The company plans to evolve its AI customer service agent into something far more ambitious: an agentic system that can not only tell you how to cancel a reservation, but know which reservation you want to cancel, execute the cancellation, and then search and book your next trip.
The Outgoing CTO and What Comes Next
Al-Dahle replaces Ari Balogh, who notified the company of his departure on November 18, 2025 after seven years as CTO. Balogh joined from Google in 2018 as Airbnb prepared for its eventual IPO, and will remain in an advisory capacity through at least February 2026.
The timing suggests a deliberate succession plan rather than an abrupt departure. Airbnb has been laying groundwork for an AI-centric future throughout 2025, and Al-Dahle's arrival allows the company to accelerate its product vision with a leader who has already scaled AI systems to billions of users.
"He connects big ideas with technical depth, highly values design, and believes engineering should be a true strategic partner in everything we do," Chesky wrote in his announcement to employees.
Market Reaction and Financials
Airbnb shares fell 5.2% on January 14, closing at $132.79—though the decline tracked broader tech weakness rather than the CTO announcement specifically.
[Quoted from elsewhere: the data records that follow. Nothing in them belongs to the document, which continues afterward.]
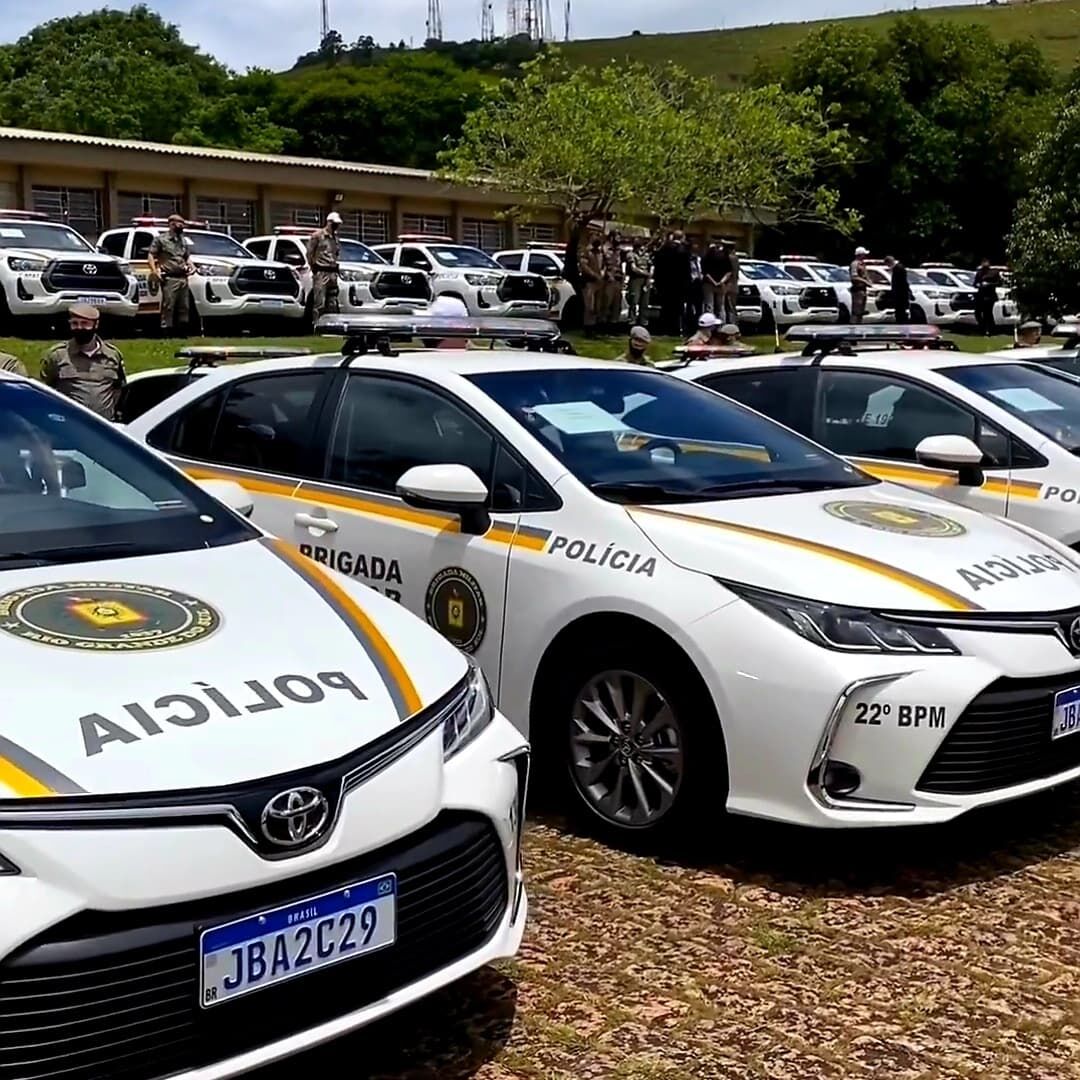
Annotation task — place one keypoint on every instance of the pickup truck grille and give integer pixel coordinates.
(84, 277)
(266, 281)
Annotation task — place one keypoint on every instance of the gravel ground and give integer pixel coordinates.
(907, 955)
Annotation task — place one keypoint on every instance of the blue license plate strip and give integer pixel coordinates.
(272, 947)
(1066, 717)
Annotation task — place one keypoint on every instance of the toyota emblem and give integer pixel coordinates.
(295, 817)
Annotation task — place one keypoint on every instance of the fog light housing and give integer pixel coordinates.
(840, 779)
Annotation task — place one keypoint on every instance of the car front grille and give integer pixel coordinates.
(818, 297)
(258, 281)
(84, 277)
(524, 286)
(401, 285)
(113, 995)
(1002, 739)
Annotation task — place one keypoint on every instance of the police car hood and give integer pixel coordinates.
(201, 669)
(880, 547)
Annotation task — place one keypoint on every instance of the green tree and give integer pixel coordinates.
(943, 116)
(647, 140)
(1044, 241)
(126, 75)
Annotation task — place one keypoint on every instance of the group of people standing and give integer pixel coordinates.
(686, 283)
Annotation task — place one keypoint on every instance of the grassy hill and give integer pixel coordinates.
(731, 54)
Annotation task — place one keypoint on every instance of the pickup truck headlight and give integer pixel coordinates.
(846, 629)
(213, 269)
(471, 717)
(483, 279)
(26, 266)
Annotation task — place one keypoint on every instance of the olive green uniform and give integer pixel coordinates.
(171, 254)
(324, 254)
(92, 375)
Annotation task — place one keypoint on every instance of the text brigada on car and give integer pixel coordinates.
(246, 805)
(689, 607)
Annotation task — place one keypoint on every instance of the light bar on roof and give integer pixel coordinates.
(918, 333)
(419, 325)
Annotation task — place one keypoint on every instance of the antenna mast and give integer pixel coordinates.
(434, 21)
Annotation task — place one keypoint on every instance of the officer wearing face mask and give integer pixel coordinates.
(85, 368)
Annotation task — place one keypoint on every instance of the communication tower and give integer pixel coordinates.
(434, 24)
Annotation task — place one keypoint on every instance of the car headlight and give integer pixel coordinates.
(472, 715)
(483, 279)
(213, 269)
(356, 274)
(846, 629)
(26, 266)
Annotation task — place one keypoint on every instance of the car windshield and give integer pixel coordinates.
(73, 489)
(765, 271)
(217, 243)
(353, 251)
(50, 238)
(1047, 400)
(643, 436)
(832, 273)
(463, 257)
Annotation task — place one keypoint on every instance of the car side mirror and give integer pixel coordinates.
(229, 493)
(450, 488)
(953, 451)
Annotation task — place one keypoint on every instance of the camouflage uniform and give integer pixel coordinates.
(610, 313)
(13, 364)
(92, 374)
(171, 254)
(324, 254)
(591, 268)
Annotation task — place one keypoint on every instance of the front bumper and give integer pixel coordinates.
(98, 971)
(215, 298)
(27, 295)
(929, 738)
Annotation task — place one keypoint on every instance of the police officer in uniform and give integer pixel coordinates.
(324, 256)
(170, 262)
(85, 368)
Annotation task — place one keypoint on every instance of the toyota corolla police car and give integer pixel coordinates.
(996, 432)
(688, 606)
(246, 805)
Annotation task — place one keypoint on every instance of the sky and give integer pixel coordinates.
(271, 34)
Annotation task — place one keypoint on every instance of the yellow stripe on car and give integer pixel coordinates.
(928, 589)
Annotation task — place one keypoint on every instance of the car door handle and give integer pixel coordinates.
(314, 522)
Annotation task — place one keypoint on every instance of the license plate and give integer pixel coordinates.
(272, 947)
(1066, 719)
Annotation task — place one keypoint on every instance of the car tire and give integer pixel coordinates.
(685, 752)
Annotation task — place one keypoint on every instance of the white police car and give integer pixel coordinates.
(688, 606)
(998, 432)
(246, 805)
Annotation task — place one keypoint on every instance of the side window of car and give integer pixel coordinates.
(863, 413)
(783, 394)
(414, 257)
(140, 245)
(264, 422)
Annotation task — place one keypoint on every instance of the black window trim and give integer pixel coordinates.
(331, 378)
(551, 500)
(907, 380)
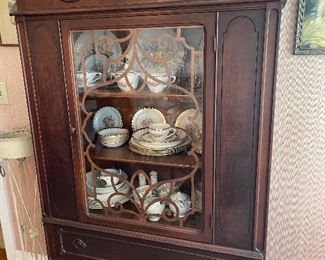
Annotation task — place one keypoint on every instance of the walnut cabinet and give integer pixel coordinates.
(152, 125)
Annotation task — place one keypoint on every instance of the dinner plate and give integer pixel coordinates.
(118, 198)
(191, 122)
(107, 117)
(85, 40)
(143, 138)
(134, 146)
(157, 44)
(146, 116)
(103, 190)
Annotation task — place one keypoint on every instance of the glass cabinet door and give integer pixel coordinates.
(141, 114)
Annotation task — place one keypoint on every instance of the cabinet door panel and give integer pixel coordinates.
(240, 52)
(48, 96)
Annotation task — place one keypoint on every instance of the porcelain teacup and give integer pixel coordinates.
(158, 87)
(159, 132)
(91, 77)
(133, 78)
(154, 208)
(182, 202)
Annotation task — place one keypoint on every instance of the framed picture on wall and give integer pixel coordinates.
(310, 38)
(8, 32)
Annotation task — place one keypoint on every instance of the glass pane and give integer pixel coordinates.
(140, 100)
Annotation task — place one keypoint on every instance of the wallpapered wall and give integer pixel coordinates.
(22, 186)
(296, 225)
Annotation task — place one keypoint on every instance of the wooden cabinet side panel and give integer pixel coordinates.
(51, 118)
(240, 52)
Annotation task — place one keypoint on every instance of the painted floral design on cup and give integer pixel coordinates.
(108, 121)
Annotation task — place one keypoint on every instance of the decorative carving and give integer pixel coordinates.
(79, 244)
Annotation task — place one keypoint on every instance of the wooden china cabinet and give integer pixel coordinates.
(152, 125)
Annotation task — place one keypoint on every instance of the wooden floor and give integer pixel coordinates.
(2, 254)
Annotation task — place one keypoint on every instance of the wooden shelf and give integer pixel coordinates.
(123, 154)
(140, 95)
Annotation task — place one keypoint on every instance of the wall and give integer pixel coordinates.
(21, 186)
(296, 228)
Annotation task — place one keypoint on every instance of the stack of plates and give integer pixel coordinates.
(103, 193)
(142, 143)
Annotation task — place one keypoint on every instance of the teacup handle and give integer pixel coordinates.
(96, 77)
(173, 79)
(171, 132)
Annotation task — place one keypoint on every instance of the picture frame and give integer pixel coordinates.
(310, 36)
(8, 31)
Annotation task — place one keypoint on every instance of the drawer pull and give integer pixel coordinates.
(78, 244)
(72, 130)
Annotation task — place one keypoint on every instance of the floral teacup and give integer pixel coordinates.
(158, 87)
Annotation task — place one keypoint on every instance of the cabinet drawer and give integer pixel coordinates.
(92, 245)
(73, 243)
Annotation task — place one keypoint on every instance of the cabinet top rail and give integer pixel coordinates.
(35, 7)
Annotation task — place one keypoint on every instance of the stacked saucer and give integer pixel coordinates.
(107, 191)
(143, 143)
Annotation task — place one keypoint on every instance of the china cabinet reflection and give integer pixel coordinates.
(151, 124)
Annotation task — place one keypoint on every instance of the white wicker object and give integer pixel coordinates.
(16, 144)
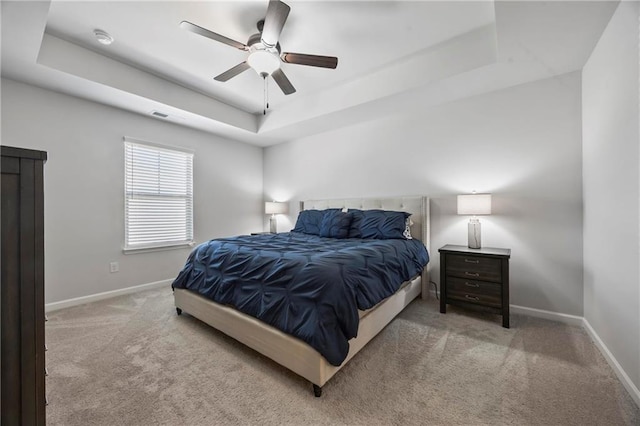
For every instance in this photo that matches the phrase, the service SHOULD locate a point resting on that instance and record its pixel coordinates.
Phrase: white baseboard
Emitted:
(49, 307)
(613, 362)
(550, 315)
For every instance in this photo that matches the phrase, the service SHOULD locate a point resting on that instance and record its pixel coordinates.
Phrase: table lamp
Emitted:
(273, 208)
(474, 204)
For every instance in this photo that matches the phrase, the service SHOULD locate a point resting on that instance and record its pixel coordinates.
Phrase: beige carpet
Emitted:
(132, 361)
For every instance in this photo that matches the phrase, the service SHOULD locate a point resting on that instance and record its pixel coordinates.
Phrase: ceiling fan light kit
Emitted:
(265, 55)
(103, 37)
(263, 61)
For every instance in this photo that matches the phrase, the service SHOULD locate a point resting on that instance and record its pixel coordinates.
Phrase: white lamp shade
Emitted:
(474, 204)
(272, 207)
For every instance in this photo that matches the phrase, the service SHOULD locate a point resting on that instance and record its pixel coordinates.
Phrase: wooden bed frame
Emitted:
(293, 353)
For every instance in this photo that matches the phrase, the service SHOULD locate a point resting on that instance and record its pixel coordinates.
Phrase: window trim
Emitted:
(157, 246)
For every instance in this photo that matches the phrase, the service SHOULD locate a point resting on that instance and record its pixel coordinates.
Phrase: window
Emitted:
(158, 196)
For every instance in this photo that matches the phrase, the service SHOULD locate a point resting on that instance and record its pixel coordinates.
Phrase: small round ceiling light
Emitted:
(103, 37)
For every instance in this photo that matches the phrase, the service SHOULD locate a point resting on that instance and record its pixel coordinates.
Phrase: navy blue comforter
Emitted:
(305, 285)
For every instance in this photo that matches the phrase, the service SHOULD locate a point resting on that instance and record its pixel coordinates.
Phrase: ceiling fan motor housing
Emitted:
(262, 59)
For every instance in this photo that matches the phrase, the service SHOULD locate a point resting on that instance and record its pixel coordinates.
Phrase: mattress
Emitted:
(310, 287)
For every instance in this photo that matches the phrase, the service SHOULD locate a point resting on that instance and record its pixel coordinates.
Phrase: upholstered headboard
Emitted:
(418, 206)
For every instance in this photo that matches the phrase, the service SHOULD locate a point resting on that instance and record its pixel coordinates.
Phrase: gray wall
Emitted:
(612, 189)
(84, 187)
(522, 144)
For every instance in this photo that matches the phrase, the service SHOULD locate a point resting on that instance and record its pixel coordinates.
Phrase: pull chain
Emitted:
(266, 93)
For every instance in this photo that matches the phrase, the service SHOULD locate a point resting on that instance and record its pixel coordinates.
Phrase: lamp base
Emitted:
(474, 233)
(273, 224)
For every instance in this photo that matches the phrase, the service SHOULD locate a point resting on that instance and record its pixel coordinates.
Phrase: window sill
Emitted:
(159, 248)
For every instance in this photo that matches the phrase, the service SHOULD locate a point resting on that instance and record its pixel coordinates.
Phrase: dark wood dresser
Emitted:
(475, 277)
(22, 297)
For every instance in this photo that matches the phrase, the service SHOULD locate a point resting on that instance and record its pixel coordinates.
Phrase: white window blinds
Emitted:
(158, 196)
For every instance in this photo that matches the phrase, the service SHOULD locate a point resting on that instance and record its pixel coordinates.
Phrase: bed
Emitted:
(315, 358)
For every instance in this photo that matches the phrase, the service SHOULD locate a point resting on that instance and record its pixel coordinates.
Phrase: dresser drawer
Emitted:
(472, 291)
(474, 267)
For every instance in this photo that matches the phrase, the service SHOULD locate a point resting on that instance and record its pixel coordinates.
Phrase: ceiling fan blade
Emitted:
(186, 25)
(230, 73)
(277, 13)
(284, 83)
(311, 60)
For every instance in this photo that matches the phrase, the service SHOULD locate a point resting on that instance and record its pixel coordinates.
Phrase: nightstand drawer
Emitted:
(482, 292)
(474, 267)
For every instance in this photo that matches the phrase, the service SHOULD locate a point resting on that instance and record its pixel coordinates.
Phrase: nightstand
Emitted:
(475, 277)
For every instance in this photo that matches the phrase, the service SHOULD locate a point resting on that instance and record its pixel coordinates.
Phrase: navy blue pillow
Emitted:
(309, 221)
(380, 224)
(335, 224)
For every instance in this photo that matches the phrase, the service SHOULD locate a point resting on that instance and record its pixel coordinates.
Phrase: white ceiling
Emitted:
(393, 56)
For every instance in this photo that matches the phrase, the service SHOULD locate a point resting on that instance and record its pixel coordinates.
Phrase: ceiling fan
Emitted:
(265, 55)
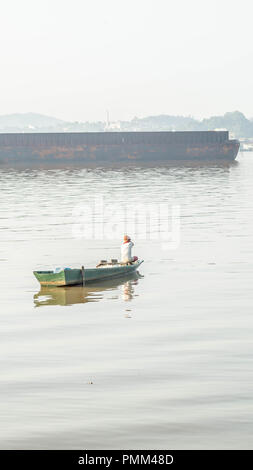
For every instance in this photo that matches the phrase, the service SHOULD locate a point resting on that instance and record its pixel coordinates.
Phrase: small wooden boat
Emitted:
(71, 277)
(91, 292)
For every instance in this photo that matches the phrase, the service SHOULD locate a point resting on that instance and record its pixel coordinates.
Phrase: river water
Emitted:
(159, 360)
The stock has traded in a range of $99.88 to $163.93 over the past year.
| Metric | Q4 2024 | Q1 2025 | Q2 2025 | Q3 2025 |
|---|---|---|---|---|
| Revenue | $2.48B | $2.27B | $3.10B | $4.10B |
| Net Income | $461M | $154M | $642M | $1.37B |
| Gross Margin | 82.8% | 77.7% | 82.4% | 86.6% |
| EBITDA Margin | 17.7% | 2.8% | 20.4% | 40.2% |
The company's highly seasonal business showed strong momentum in its most recent quarter, with Q3 2025 revenue reaching $4.1 billion and net income of $1.37 billion—setting up a robust financial foundation for the AI investments ahead.
What to Watch
The real test comes when Airbnb brings AI to travel search this year. Success would validate Chesky's thesis that AI can transform Airbnb from a transactional booking platform into a persistent travel relationship. Failure would leave the company with expensive technology investments and a talented new CTO looking for ways to justify the hire.
For Al-Dahle, the transition from building infrastructure at Meta to building products at Airbnb represents a different challenge. At Meta, success meant downloads and derivative models—technical metrics. At Airbnb, success means converting AI capabilities into bookings, customer satisfaction, and ultimately revenue per user.
The travel industry is watching. Booking Holdings and Expedia have both made AI investments, but neither has recruited talent at this level. If Airbnb's AI concierge vision materializes, it could reshape competitive dynamics across online travel for the next decade.